Archive for the ‘C++’ Category

Regular Expressions in C++

Saturday, July 12th, 2008

Up to now, regular expression support in C/C++ programs was achieved using third party or open source regular expression libraries such as the PCRE library. With the addition of regex support to the C++ standard library as part of the C++0x standard update, using regular expressions in C++ programs has become much simpler. This feature is included in the TR1 draft reportwhich has already been implemented in some popular compilers such as gcc and Visual Studio 2008 (as part of service pack 1).  

Six regular expression grammars will be supported in C++0x. The default is based upon the ECMAScript grammar specified in ECMA-262. This syntax is based upon the PCRE syntax and is used by languages such as Perl, Python and Ruby which also provide built in regular expression support.
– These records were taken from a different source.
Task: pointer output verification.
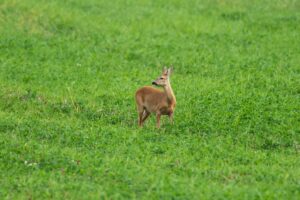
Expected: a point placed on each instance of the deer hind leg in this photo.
(158, 120)
(145, 116)
(140, 115)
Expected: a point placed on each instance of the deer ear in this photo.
(170, 70)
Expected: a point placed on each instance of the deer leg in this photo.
(171, 118)
(140, 117)
(145, 116)
(158, 120)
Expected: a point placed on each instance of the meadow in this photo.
(68, 121)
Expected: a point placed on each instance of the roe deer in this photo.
(151, 100)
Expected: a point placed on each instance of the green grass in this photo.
(68, 122)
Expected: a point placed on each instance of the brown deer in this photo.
(151, 100)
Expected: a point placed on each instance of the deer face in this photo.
(163, 79)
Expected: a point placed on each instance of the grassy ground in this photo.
(68, 123)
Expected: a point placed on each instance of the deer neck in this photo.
(170, 94)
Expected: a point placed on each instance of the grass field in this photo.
(68, 121)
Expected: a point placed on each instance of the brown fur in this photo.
(151, 100)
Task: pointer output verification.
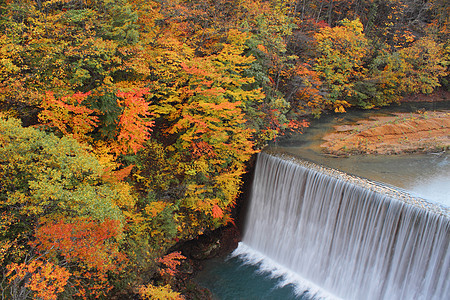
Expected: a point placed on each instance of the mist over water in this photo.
(421, 175)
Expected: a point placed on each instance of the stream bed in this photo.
(422, 175)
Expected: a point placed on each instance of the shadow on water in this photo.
(231, 279)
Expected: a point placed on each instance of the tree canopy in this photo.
(126, 125)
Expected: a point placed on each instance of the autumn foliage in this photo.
(126, 125)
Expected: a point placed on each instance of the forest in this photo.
(126, 125)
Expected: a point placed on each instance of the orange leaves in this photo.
(84, 240)
(89, 244)
(134, 129)
(45, 279)
(217, 212)
(171, 261)
(69, 115)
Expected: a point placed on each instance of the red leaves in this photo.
(45, 279)
(69, 115)
(90, 245)
(83, 240)
(171, 261)
(134, 129)
(217, 212)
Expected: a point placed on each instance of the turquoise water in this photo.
(231, 279)
(422, 175)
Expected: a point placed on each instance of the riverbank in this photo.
(420, 132)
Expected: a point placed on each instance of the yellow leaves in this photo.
(152, 292)
(217, 212)
(45, 279)
(154, 208)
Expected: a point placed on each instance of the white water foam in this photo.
(272, 269)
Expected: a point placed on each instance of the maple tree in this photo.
(141, 116)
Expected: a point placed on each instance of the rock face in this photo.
(396, 134)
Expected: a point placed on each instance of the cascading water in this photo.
(353, 238)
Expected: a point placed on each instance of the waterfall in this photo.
(354, 238)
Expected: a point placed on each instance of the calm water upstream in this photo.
(247, 275)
Other supported grammars include the POSIX regex syntax, and the syntaxes used in tools such as awk, grep and egrep.

Here are some examples that illustrate how to perform some basic tasks with the new C++ regex component of the standard library.
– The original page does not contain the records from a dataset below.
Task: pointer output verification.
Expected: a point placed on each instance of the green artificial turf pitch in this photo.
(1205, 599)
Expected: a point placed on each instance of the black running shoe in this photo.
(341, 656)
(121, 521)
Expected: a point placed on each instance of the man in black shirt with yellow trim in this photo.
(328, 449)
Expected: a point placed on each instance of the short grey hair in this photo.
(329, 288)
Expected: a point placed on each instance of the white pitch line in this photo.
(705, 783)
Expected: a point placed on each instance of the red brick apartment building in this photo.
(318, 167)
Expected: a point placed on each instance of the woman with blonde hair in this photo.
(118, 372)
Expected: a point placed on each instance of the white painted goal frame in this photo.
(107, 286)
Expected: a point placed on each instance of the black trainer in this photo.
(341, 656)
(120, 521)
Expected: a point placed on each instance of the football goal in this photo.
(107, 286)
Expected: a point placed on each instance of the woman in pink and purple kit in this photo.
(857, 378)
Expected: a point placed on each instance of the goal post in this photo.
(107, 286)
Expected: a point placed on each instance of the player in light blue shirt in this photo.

Header files and namespaces:

#include <regex>

using namespace std::tr1;

Finding a match:

regex rgx("ello");
assert(regex_search("Hello World", rgx));

The above example illustrates the construction of a regex object, with the regex pattern being passed as a parameter to the regex constructor. The regex object is a specialization of the basic_regex template for working with regular expressions which are provided using sequences of chars. The regex_search()function template is then used to see if the “Hello world” string contains the “ello” pattern. This function returns true as soon as the first matching substring is found. The regex_search()function is also overloaded to provide versions that take sequence iterators as params (instead of a full string) and also versions that provide additional info on the match results.
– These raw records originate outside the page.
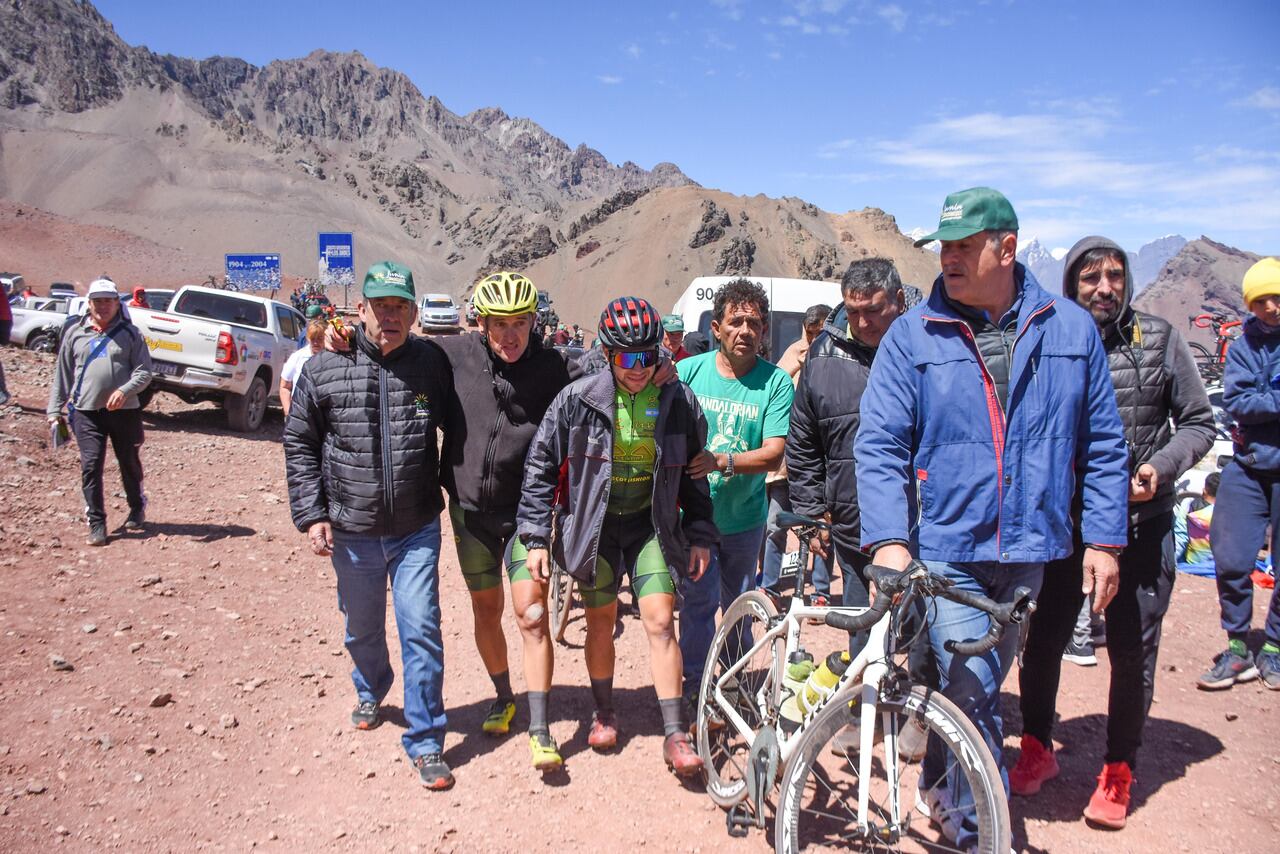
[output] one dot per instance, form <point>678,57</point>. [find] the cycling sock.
<point>672,715</point>
<point>538,713</point>
<point>502,683</point>
<point>602,689</point>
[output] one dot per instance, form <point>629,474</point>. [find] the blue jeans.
<point>730,574</point>
<point>973,681</point>
<point>776,544</point>
<point>364,563</point>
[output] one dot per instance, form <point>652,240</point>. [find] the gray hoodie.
<point>1155,378</point>
<point>123,364</point>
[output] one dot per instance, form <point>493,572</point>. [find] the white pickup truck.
<point>222,346</point>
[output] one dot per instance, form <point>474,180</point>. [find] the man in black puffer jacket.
<point>824,414</point>
<point>1168,425</point>
<point>364,484</point>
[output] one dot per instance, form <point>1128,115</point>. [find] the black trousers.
<point>1133,636</point>
<point>92,430</point>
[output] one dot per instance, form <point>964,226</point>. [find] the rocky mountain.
<point>1205,275</point>
<point>1045,264</point>
<point>1151,259</point>
<point>200,158</point>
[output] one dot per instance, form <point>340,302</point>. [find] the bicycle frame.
<point>868,670</point>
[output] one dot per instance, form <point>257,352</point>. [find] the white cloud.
<point>732,9</point>
<point>1264,99</point>
<point>894,16</point>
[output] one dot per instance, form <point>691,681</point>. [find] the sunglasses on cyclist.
<point>627,361</point>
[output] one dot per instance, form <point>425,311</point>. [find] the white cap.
<point>99,288</point>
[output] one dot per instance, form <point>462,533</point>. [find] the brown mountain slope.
<point>200,158</point>
<point>1205,275</point>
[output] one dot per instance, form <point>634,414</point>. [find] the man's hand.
<point>334,341</point>
<point>699,558</point>
<point>666,371</point>
<point>539,565</point>
<point>321,538</point>
<point>1101,578</point>
<point>704,464</point>
<point>821,543</point>
<point>1142,485</point>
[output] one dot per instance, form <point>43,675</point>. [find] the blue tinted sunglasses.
<point>627,361</point>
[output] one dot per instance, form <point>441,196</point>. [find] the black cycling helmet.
<point>630,324</point>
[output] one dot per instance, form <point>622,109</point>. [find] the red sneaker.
<point>604,731</point>
<point>1110,802</point>
<point>1036,766</point>
<point>677,749</point>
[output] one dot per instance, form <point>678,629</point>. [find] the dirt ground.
<point>208,694</point>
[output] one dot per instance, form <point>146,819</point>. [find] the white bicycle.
<point>853,752</point>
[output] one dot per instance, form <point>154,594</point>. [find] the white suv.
<point>438,311</point>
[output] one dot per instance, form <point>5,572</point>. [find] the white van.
<point>789,300</point>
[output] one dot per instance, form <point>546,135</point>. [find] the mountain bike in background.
<point>1210,364</point>
<point>850,733</point>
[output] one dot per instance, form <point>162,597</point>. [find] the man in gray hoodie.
<point>103,364</point>
<point>1168,425</point>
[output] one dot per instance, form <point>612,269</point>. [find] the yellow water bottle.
<point>799,668</point>
<point>823,680</point>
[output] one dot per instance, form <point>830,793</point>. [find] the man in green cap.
<point>673,337</point>
<point>362,466</point>
<point>984,407</point>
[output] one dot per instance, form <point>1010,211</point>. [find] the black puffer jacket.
<point>824,418</point>
<point>1166,415</point>
<point>360,442</point>
<point>497,410</point>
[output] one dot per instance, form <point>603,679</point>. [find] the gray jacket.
<point>570,462</point>
<point>1168,419</point>
<point>123,364</point>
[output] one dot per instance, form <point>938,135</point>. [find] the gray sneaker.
<point>1269,668</point>
<point>1228,670</point>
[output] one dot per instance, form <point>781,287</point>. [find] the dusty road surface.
<point>208,694</point>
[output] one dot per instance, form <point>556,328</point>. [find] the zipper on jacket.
<point>487,471</point>
<point>384,414</point>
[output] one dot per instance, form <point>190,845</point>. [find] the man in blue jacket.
<point>983,407</point>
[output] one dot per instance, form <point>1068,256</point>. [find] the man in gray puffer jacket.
<point>362,464</point>
<point>1168,425</point>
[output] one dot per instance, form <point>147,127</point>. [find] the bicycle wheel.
<point>754,694</point>
<point>818,802</point>
<point>561,602</point>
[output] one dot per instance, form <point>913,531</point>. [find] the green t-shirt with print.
<point>634,451</point>
<point>741,414</point>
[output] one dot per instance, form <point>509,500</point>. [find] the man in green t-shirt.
<point>748,403</point>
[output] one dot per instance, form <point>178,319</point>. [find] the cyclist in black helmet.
<point>627,505</point>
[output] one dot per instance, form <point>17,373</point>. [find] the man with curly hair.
<point>748,403</point>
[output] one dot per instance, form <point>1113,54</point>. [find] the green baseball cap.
<point>388,279</point>
<point>969,211</point>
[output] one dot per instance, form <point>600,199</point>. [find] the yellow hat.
<point>1262,281</point>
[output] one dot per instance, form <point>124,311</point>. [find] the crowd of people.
<point>1006,438</point>
<point>1009,437</point>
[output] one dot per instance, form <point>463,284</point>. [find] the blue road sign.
<point>260,272</point>
<point>337,259</point>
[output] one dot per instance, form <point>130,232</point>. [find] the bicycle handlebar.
<point>890,583</point>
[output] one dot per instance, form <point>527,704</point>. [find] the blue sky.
<point>1130,119</point>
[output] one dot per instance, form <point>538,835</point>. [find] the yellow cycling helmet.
<point>504,295</point>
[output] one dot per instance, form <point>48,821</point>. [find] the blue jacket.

Note: The use of assert() in the examples is used to highlight the “contract” provided by the api - e.g. to highlight if a function can be used in a conditional expression and if the function should return true or false for the particular example.

Finding an exact match:
The regex_match() function template is an alternative to regex_search() and is used when the target sequence must exactly match the regular expression.

regex rgx("ello");
assert(regex_match("Hello World", rgx) == false);
assert(regex_match("ello", rgx));

Finding the position of a match:
The sub_match or match_results template is used to receive search results from regex_search(). When searching char data, the library provides a ready made specialization of match_results called cmatch.

regex rgx("llo");
cmatch result;
regex_search("Hello World", result, rgx);
cout << "Matched \"" << result.str()
    << "\" after \"" << result.prefix()
    << "\" at offset: " << result.position()
    << " with length: " << result.length()
    << endl;

Working with capture groups:
Capture groups provide a means for capturing matched regions within a regular expression. Each captured region is represented by a sub_match template object. The smatch specialization of match_results is provided by the library for working with sequences of string sub-matches.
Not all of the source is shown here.